Este sentimento de pertença também pode ser transportado para a agricultura: há plantas e animais que se dão bem em diversos locais mas é no sitio onde primeiro se desenvolveram e segundo Darwin, lutaram pela existência, que se vão dar sempre melhor!

Muitas espécies de animais e plantas viajaram de país para país e de continente para continente transportadas pelo homem. Muitas delas já se encontram em vias de extinção ou desapareceram dos seus locais de origem, mais uma vez devido à acção do homem.

Nos últimos 50 anos e devido a muitos factores como o crescimento de população, o aquecimento global, a destruição das florestas tropicais, o aumento do consumo de combustiveis fósseis, entre outros, extinguiram-se cerca de 300.000 espécies dos 10 milhões que se calcula existirem no planeta. Todos os anos desaparecem entre 3.000 a 30.000 espécies, um recorde sem precedentes nos últimos 65 milhões de anos.

Segundo James Howard Kunstler, no seu livro "O Fim do Petróleo", dentro de 100 anos ter-se-ão perdido entre um a dois terços de todas as aves, animais e plantas do planeta! Esta perda de bio-diversidade pode ter consequências nefastas para a espécie humana, bem piores que uma crise financeira... mas parece que por enquanto caminhamos de forma cega para um precipicio, sem que as lições aprendidas em muitas alturas da história sirvam para alguma coisa.

No entanto, parece que algumas histórias ainda nos vão ficando na cabeça e quem não se lembra da Arca da Noé?
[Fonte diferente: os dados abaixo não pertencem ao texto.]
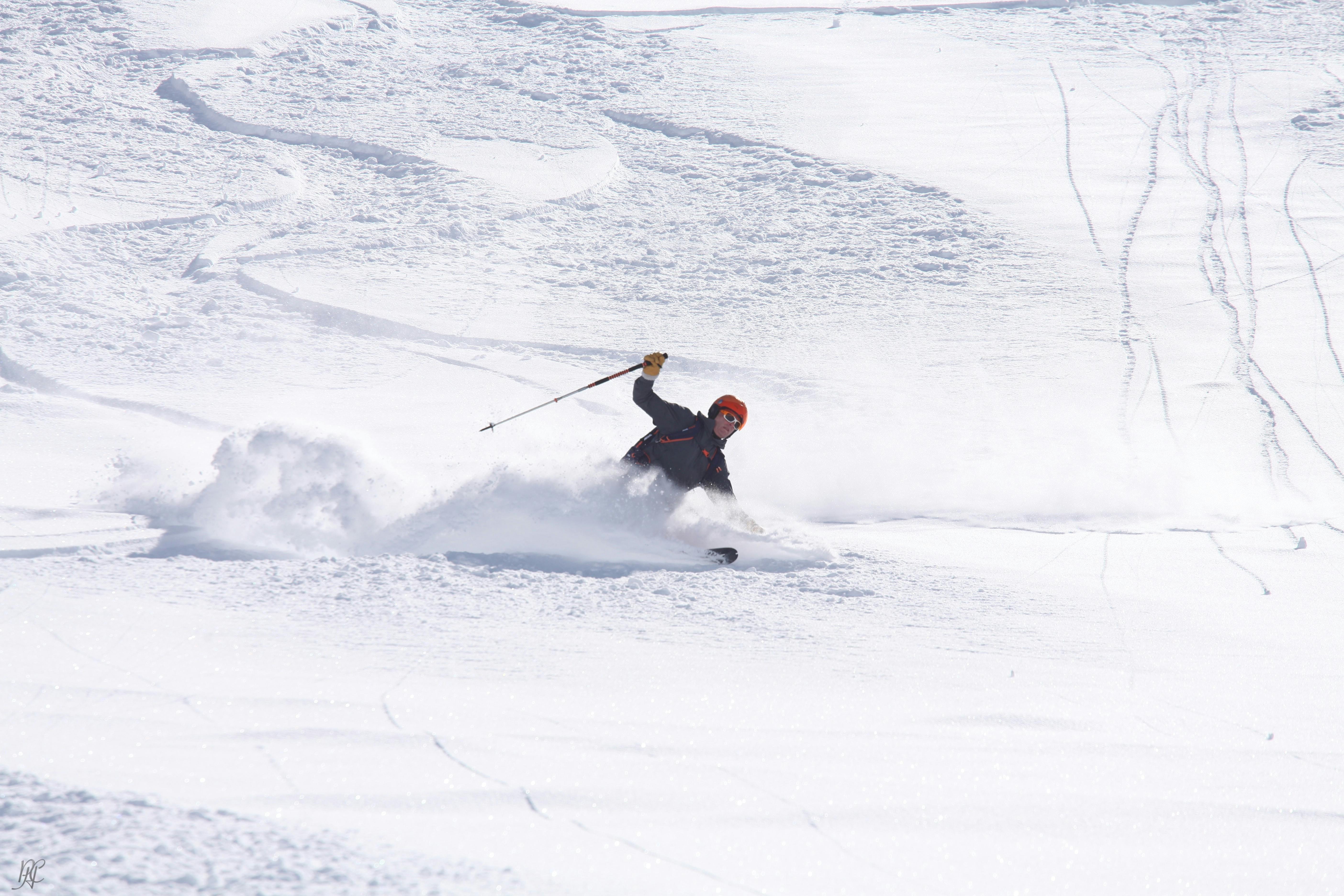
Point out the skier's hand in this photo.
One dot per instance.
(654, 363)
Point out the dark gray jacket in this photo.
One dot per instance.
(682, 444)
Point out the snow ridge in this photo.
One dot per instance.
(178, 90)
Avisado previamente por Deus de um diluvio que aniquiliaria a vida na terra, Noé reuniu numa arca um macho e uma fêmea de cada espécie para que a sobrevivência das mesmas ficasse garantida.
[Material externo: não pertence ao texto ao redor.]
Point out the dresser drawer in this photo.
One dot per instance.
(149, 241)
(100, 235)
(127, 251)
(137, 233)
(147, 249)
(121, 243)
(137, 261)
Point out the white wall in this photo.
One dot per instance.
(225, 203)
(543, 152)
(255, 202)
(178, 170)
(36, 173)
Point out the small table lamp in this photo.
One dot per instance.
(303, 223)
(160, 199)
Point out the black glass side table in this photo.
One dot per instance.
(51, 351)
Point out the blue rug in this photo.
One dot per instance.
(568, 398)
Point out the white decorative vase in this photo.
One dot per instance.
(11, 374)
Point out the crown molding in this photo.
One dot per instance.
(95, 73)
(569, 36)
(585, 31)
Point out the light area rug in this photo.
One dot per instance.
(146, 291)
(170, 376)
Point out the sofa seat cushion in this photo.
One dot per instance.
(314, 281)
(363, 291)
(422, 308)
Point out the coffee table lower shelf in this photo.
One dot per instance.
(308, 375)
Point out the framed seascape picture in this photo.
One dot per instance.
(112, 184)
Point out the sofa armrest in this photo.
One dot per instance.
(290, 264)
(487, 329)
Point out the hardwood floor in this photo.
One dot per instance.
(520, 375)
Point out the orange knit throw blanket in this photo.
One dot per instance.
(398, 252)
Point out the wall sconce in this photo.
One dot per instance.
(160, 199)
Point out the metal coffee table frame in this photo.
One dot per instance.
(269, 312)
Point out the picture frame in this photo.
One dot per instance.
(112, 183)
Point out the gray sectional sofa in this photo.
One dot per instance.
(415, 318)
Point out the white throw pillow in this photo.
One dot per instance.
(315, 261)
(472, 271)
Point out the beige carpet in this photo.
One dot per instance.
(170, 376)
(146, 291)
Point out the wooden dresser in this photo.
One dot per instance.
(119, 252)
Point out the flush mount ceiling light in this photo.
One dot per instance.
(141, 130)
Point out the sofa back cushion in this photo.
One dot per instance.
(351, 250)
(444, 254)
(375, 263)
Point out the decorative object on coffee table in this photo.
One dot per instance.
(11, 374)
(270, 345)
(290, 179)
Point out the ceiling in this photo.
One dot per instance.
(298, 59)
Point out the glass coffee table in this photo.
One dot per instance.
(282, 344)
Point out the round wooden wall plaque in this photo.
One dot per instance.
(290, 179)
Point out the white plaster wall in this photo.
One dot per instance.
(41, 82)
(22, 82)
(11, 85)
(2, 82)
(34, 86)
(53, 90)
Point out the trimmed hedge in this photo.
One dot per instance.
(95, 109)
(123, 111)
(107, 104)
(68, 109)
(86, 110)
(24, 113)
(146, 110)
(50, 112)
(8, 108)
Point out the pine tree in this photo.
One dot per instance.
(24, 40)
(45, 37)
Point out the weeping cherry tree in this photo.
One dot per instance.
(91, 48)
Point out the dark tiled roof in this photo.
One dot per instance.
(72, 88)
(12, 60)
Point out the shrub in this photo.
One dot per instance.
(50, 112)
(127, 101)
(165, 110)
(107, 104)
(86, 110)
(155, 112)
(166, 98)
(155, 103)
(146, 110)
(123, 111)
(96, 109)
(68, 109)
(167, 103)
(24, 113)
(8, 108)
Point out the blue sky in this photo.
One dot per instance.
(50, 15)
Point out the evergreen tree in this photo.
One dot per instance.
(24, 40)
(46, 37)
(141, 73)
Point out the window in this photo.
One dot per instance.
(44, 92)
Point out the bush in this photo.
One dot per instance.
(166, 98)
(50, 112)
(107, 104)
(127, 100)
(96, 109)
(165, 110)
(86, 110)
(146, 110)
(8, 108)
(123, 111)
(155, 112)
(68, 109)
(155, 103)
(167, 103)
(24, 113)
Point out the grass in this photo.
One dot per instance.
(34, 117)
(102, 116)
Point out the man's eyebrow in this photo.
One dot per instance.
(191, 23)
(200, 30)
Em pleno Século XXI, uma experiência semelhante está a ser conduzida em Svalbard, na Noruega, onde estão a ser guardadas sementes em larga escala para prevenir uma eventual catástrofe ambiental ou climatérica.

Trata-se de um silo gigante cujo objectivo é salvaguardar as espécies de plantas que servem como alimento às populações dos mais diversos países. O silo de Svalbard preserva cerca 90% das sementes conhecidas no mundo inteiro e foram doadas pelos países produtores.
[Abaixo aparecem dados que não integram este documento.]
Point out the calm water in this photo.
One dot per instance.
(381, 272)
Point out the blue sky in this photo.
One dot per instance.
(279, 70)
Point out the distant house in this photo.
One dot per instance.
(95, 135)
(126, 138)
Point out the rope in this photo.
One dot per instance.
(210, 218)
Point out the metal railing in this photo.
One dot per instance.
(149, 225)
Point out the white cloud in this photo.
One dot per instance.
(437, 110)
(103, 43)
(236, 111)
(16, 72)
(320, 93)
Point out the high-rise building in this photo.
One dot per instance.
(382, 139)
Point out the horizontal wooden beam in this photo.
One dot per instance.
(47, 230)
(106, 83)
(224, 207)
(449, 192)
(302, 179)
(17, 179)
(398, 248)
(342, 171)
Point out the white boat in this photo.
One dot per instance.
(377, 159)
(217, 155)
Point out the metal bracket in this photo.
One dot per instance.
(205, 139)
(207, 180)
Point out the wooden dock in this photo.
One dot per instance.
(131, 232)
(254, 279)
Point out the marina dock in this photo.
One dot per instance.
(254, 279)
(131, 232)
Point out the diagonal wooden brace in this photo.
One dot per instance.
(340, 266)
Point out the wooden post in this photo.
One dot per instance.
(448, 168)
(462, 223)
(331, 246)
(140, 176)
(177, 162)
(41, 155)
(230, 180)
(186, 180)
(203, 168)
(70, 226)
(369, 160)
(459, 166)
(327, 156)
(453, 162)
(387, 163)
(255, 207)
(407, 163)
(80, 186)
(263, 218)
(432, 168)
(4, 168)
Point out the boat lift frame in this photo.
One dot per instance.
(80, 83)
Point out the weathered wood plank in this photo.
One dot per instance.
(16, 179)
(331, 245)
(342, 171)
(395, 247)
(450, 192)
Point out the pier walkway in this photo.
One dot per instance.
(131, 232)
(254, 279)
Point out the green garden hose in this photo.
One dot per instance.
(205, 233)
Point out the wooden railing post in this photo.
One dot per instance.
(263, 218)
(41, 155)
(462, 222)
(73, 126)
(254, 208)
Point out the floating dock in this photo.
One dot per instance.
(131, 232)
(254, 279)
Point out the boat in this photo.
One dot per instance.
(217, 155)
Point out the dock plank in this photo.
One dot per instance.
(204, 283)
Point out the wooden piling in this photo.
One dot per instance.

O silo foi construído no Monte Spitsein, em Svalbard e é uma estrutura inteiramente subterrânea. Trata-se de um arquipélago situado 1.000 km a norte da Noruega, e foi escolhido por ser um lugar a salvo das possíveis alterações climatéricas causadas pelo aquecimento global e/ou quaisquer outras causas.


Figura 1 - Silo de Sementes de Svalbard.

O silo tem capacidade para abrigar 2,5 biliões de sementes, ou seja aproximadamente 500 sementes de 4,5 milhões de espécies. As câmaras onde estão guardadas as sementes estão a uma temperatura de -18 °C, e se por alguma razão o sistema de refrigeração falhar, o montante de terra e pedras congeladas que naturalmente cobre o silo, o chamado permafrost, mantém as sementes entre -4 e -6 °C.

Em conclusão, nos últimos 200 anos, a expansão da população humana que passou de mil para 7 mil milhões, tem sido muitas vezes feita sem escrúpulos e à custa da natureza. A extinção de espécies animais e vegetais representa a perda de bio-diversidade inexplorada pelo homem. Estas espécies que se estão a perder, até poderiam representar uma fonte de novos recursos energéticos ou de cura para doenças humanas. A experiência de Svalbard é bem vinda pois garante a segurança das espécies vegetais em caso de catástrofe. Mais experiências semelhantes serão bem vindas!

Esperemos nunca vir a precisar deste silo... isso significa que algo correu mal.... think about it!